After reviewing the statutory process set forth in R.C. 2925.51 for a defendant to either demand or waive cross examination of a laboratory analyst, and noting decisions by the 3rd, 5th and 10th District courts of appeals that found no constitutional flaw in that statutory scheme, Justice O’Connor identified two key conclusions reached by the 11th District  in this case with which the Supreme Court disagreed.

She wrote: “First, we disagree with the court of appeals’ specific conclusion, which was the principal emphasis of its analysis, that an attorney cannot ‘waive confrontation rights on behalf of his or her client’ in the situation here.” While noting that state and federal courts have identified certain constitutional rights that may be waived only by the defendant personally, including the right to counsel, right to a jury trial, right to appeal and right to testify on his or her own behalf, Justice O’Connor pointed to other rights of defendants that courts have found may be waived by a defendant’s attorney. 

“In United States v. Plitman,” wrote Justice O’Connor, “the (U.S.) Second Circuit observed that the rights that defense counsel may waive on a defendant’s behalf ‘because they concern strategic and tactical matters’ include selective introduction of evidence, stipulations, objections, and pretrial motions. In Plitman, the court recognized that courts should accord proper weight to defense counsel’s role in representing a client, including regarding waiver of the right to confrontation, viewing such a decision as a matter of trial tactics or strategy. ...  Consistent with the above reasoning, most courts that have considered this issue have determined that the Confrontation Clause right implicated in this case is one of the rights that can be waived by counsel.  ...  The decision whether to cross-examine a particular witness is a ‘tactical decision’ ultimately controlled by a defendant’s trial counsel.  We therefore disagree with the appellate court majority’s view that an attorney is not capable of waiving a client’s Confrontation Clause rights in an R.C. 2925.51 situation. ... (W)e perceive no inherent infirmity in the statutory directive that the report is not to be served on the defendant personally if the defendant is represented by an attorney.
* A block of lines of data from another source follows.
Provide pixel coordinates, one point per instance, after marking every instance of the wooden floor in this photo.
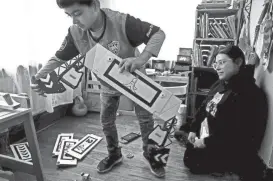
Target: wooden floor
(133, 169)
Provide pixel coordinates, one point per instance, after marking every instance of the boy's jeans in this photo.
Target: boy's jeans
(109, 106)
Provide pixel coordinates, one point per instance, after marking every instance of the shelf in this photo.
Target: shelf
(204, 68)
(198, 93)
(218, 11)
(215, 39)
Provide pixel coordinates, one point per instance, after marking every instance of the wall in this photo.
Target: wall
(265, 80)
(175, 17)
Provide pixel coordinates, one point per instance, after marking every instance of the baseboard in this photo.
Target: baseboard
(41, 121)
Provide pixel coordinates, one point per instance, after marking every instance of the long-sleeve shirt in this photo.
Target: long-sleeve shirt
(237, 121)
(137, 31)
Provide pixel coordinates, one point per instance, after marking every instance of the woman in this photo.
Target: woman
(231, 122)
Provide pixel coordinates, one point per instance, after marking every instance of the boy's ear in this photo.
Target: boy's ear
(239, 61)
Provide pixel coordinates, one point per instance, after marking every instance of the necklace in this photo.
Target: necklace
(97, 39)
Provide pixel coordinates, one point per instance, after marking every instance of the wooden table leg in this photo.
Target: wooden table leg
(34, 148)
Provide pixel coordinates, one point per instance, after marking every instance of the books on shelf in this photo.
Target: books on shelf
(204, 54)
(209, 27)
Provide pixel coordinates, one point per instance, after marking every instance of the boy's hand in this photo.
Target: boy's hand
(199, 143)
(34, 85)
(192, 137)
(131, 64)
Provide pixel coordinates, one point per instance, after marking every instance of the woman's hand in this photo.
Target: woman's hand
(35, 87)
(192, 137)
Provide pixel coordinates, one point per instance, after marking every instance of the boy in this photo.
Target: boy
(121, 34)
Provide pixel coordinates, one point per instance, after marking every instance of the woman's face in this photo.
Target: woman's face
(225, 67)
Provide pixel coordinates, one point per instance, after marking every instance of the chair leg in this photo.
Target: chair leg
(34, 148)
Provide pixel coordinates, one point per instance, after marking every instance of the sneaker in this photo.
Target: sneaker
(108, 163)
(157, 171)
(182, 137)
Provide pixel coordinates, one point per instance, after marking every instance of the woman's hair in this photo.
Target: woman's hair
(67, 3)
(233, 52)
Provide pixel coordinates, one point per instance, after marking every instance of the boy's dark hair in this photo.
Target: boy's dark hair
(233, 52)
(67, 3)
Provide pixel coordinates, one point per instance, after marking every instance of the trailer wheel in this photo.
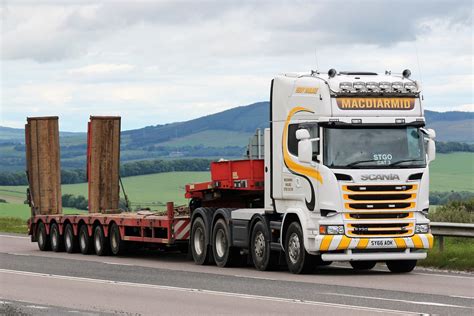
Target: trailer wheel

For the foregoing reasons, we hold that an attorney may waive a client’s Sixth Amendment right to confrontation in the appropriate situation. We further determine that the facts of this case present such an appropriate situation.”

The second  conclusion of the 11th District with which Justice O’Connor expressed disagreement  was the court of appeals’ holding that R.C. 2925.51 is deficient “because it does not require an affirmative demonstration by the accused that he does not wish to demand the testimony of the analyst.” 

After reviewing state and federal court decisions addressing the need for an affirmative waiver, Justice O’Connor wrote: “The relevant question for purposes of this inquiry under the Confrontation Clause is whether the defendant had an opportunity for cross-examination. ... In upholding the constitutionality of the technician-request statute under review in Hinojos-Mendoza (v. People) (2007) the Supreme Court of Colorado stated, ‘The procedure provided in [the statute] for ensuring the presence of the lab technician at

trial does not deny a defendant the opportunity to cross-examine the technician, but simply requires that the defendant decide prior to trial whether he will conduct a cross-examination. The statute provides the opportunity for confrontation—only the timing of the defendant’s decision is changed.’ ... Our review of the above authorities and our consideration of the specifics of R.C. 2925.51 lead us to conclude that the statute adequately protects the Confrontation Clause rights of a criminal defendant by affording a reasonable opportunity to demand the testimony of the analyst who signed the report, so that the analyst may be cross-examined.”    

Justice O’Connor’s opinion was joined by Chief Justice Thomas J. Moyer,  Justices Evelyn Lundberg Stratton, Terrence O’Donnell and Judith Ann Lanzinger, and Judge Patrick Dinkelacker of the 1st District Court of Appeals, who sat by assignment in the case in place of Justice Robert R. Cupp. Justice Paul E. Pfeifer concurred in judgment only.